The distressing images of looters carrying off electronics, food and whatever other goods they could find in the aftermath of Hurricane Katrina have become all too familiar, but the online “looting” that has cropped up in the storms wake may prove to be more financially damaging than the thefts occurring on the ground in New Orleans.
Within hours of the storms landfall late last month, scam artists snapped up Katrina-related Web domains and began using them to siphon money from unwitting Web surfers.
State attorneys general in Missouri and Florida both took action last week to shut down Web sites with names such as katrinahelp.com and katrinafamilies.com, which were using the tragedy to direct money to dubious organizations. But countless other online scams may still be operating and are similar to those that sprang up in the wake of the Asian tsunami in December.
The wave of scams comes amid reports that the fear of cyber-crime is denting public interest in online services such as banking and shopping, prompting some to worry that the public could lose confidence in the Internet as a medium for commerce.
More than 2,500 storm-related sites have been registered since August. On Sept. 3 alone, about 450 domains with the word “Katrina” in them were registered, according to The SANS Institutes Internet Storm Center, in Bethesda, Md.
The majority of those sites are still “under construction,” said Johannes Ullrich, chief technology officer at ISC. Still others are well-meaning sites set up by individuals collecting money for hurricane relief or were registered far in advance of the hurricane.
But many Web sites are engaged in what SANS called cyber-looting: taking advantage of the online outpouring of sympathy for hurricane victims to make money.
Those include four sites that are the subject of a civil lawsuit filed in Nassau County Circuit Court in Florida by state Attorney General Charlie Crist. On Sept. 2, Crist filed the suit against Robert Moneyhan, aka “Demon Moon,” the Webmaster for katrinahelp. com, katrinadonations.com, katrinarelieffund.com and katrinarelief.com, which the attorney general alleges were used to direct donations to Moneyhans private PayPal account.
The scams, which received wide attention in the media, could dampen hurricane relief donations in the same way that phishing attacks have dampened use of online banking and e-commerce, said Avivah Litan, an analyst at Gartner Inc., in Stamford, Conn.
But cracking down on bogus Web sites is difficult. Domain registrars such as Network Solutions LLC, which has sold more than 300 Katrina- or hurricane-related Web domains since the storm hit, dont track what people do with them, according to Susan Wade, a spokesperson for Network Solutions, in Herndon, Va.

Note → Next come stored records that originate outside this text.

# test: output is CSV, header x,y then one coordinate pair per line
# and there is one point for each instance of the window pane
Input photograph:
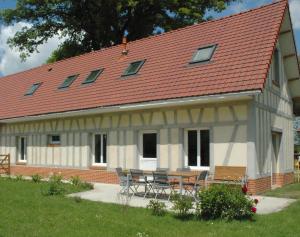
x,y
104,147
68,81
22,148
133,68
149,145
277,66
33,88
203,54
204,147
97,148
192,148
93,76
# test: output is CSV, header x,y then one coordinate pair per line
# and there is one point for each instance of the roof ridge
x,y
150,37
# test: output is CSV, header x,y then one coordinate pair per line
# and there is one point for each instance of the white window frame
x,y
198,167
101,151
142,145
19,149
51,142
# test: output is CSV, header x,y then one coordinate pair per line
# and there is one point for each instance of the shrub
x,y
225,202
55,186
75,180
77,199
86,185
181,205
56,178
157,208
19,177
36,178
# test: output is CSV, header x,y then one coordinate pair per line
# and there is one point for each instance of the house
x,y
222,92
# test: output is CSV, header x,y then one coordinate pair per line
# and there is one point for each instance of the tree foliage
x,y
87,25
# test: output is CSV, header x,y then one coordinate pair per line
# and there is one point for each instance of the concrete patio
x,y
108,193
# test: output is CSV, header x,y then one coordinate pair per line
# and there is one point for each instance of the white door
x,y
276,142
148,150
22,149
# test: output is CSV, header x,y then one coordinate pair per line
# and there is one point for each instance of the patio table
x,y
180,175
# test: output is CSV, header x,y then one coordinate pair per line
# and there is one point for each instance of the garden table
x,y
180,175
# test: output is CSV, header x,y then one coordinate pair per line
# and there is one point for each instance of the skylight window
x,y
93,76
33,88
133,68
204,54
68,81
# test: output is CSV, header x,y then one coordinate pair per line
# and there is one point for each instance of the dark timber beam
x,y
285,32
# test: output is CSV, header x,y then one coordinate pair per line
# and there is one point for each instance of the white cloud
x,y
10,61
295,10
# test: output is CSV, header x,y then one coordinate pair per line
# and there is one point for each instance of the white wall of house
x,y
273,112
227,123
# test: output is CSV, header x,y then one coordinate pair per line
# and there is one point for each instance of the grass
x,y
24,211
289,191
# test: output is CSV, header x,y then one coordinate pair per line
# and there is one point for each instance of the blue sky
x,y
11,63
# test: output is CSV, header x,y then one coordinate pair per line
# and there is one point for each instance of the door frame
x,y
141,159
19,155
275,159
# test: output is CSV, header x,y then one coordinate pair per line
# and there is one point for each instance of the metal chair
x,y
162,169
124,181
192,188
161,183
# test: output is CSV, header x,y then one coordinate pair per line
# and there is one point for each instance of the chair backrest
x,y
184,169
160,177
120,172
136,174
162,169
230,173
202,176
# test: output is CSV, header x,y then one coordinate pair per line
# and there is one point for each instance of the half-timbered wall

One solution is an online reputation system for Web pages, akin to those used to weed out spam, said Patrick Peterson, vice president of technology at IronPort Systems Inc., of San Bruno, Calif.
IronPort operates the SenderBase e-mail reputation service, which tracks domains that send spam and viruses. That technology could be adapted to create a Web domain reputation service, Peterson said.
For example, Web sites that are hosted on compromised PCs or a segment of the Web from which viruses or spam originate would be deemed more risky than sites hosted elsewhere, Peterson said.